En ese sentido, el investigador de FISABIO ha puesto como ejemplo los datos de un estudio en curso que ha analizado el tratamiento antiosteoporótico tras fractura de cadera por traumatismo de bajo impacto, recomendado en todas las guías de práctica clínica en base a ensayos clínicos en mujeres con una edad media de 71 años. Sin embargo, apunta Peiró, la edad media de la fractura de cadera en la Comunidad Valenciana es de 82 años y “no es obvio que estos tratamientos funcionen igual en las personas de 70 y de 90 años”.

A raíz de ello, el experto ha destacado la importancia de aprovechar toda la información que se va recogiendo cada vez que un paciente entra en contacto con el sistema sanitario: “Los datos en el mundo real te ofrecen una visión de la efectividad de los fármacos y de su seguridad, porque a veces tienen interacciones con otros fármacos o aparecen efectos secundarios que quizás en los estudios hipercontrolados no se habían visto”.

Beneficios del Real World Data
Para Salvador Peiró, los Sistemas de Información Sanitaria han supuesto un incremento, tanto a nivel cualitativo como cuantitativo, del volumen de datos informatizados y, por tanto, de la disponibilidad y facilidad para analizar estos datos y obtener información.

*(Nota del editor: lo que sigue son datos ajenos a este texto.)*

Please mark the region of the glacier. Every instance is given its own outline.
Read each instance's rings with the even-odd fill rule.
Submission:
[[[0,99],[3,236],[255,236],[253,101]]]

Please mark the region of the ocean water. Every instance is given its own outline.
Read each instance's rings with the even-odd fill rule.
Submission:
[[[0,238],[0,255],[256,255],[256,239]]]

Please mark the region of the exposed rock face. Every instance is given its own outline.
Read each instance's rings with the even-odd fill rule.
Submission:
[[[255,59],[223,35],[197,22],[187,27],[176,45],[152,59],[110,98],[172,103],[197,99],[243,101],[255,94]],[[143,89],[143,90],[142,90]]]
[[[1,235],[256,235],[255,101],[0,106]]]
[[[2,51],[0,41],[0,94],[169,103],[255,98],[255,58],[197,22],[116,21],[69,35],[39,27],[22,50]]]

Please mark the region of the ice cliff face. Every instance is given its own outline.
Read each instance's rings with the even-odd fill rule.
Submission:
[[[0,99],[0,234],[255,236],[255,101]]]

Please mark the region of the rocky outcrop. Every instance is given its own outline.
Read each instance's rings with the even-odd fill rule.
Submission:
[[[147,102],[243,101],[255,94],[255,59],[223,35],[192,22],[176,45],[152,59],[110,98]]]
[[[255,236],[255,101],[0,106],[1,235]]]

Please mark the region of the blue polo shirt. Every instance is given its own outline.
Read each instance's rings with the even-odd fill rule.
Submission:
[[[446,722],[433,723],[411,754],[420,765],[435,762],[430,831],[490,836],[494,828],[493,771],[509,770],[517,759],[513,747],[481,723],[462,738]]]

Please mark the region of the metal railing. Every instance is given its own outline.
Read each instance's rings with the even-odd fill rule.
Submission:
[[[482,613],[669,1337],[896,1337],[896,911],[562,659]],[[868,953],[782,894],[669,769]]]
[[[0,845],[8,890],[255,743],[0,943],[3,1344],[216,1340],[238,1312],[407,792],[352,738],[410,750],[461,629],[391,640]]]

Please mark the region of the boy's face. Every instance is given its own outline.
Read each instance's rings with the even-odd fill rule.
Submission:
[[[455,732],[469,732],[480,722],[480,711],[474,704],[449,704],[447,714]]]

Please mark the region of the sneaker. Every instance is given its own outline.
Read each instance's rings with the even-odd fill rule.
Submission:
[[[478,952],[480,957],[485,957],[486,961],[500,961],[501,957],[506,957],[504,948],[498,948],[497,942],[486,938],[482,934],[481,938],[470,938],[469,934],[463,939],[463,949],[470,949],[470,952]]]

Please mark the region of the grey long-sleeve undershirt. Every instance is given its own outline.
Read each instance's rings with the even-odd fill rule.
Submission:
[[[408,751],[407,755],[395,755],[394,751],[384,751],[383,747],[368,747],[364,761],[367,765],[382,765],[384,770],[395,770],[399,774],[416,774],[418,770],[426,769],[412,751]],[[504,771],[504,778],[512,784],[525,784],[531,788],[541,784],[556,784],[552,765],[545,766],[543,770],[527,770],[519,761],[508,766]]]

En este sentido, para el experto, estos sistemas han aumentado las posibilidades de generar “evidencias” útiles para el tratamiento de los pacientes.

Al respecto, el investigador ha argumentado que el análisis de los datos obtenidos de la práctica clínica en el mundo real puede ayudar “a identificar qué intervenciones, tecnologías y medicamentos son más efectivos, seguros y coste-efectivos (y cuales no lo son); a que estas intervenciones se indiquen, y de forma temprana y proactiva, en los candidatos a beneficiarse de las mismas y no en otros grupos de pacientes; a evaluar la calidad, seguridad y eficiencia de las organizaciones sanitarias y a reducir el despilfarro; y a identificar desigualdades territoriales y en el manejo de los pacientes por cuestión de género, edad, estatus socioeconómico o país de origen”.

Pese a todos estos beneficios, sin embargo, Peiró ha lamentado que las altas inversiones realizadas en TIC en el ámbito sanitario durante la última década, enfocadas “razonablemente” a la realización de procesos administrativos, transaccionales o de atención, no hayan ido acompañadas de otras inversiones en el análisis de la información generada por estos sistemas. Una falta de inversión que, ha argumentado, está aún más condicionada por la “precariedad de la capacidad investigadora en este campo”, un mal “endémico” que se suma a la “desconfianza hacia la cesión de datos y de los resultados de los estudios ‘no controlados’”.

Los FAP y el Real World Data
Tal y como ha explicado Salvador Peiró, los farmacéuticos de atención primaria tienen acceso a esta información generada por los Sistemas de Información Sanitaria y, con ella, “van a poder orientar sus actividades”, algo que va a permitir a los FAP, por ejemplo, “saber en qué pacientes el tratamiento no va a funcionar, porque son de bajo riesgo, y enfocarse directamente en el grupo de pacientes de más riesgo”.

Para el experto, los fármacos en sí mismos no son eficaces o no eficaces, ni seguros o inseguros, sino que existe “una relación entre riesgos y beneficios en cada grupo de pacientes concreto”. Por eso, según Peiró, la principal función del FAP es “ayudar a que los pacientes candidatos a beneficiarse de un fármaco reciban el tratamiento que les es útil y, por el contrario, a que no lo reciban los pacientes que no obtendrán beneficios pero si mantendrán los riesgos”, una labor en la que el Real World Data les va a ayudar a la hora de “permitir distinguir estos grupos de población y saber en cuáles de ellos los tratamientos son eficaces y seguros”.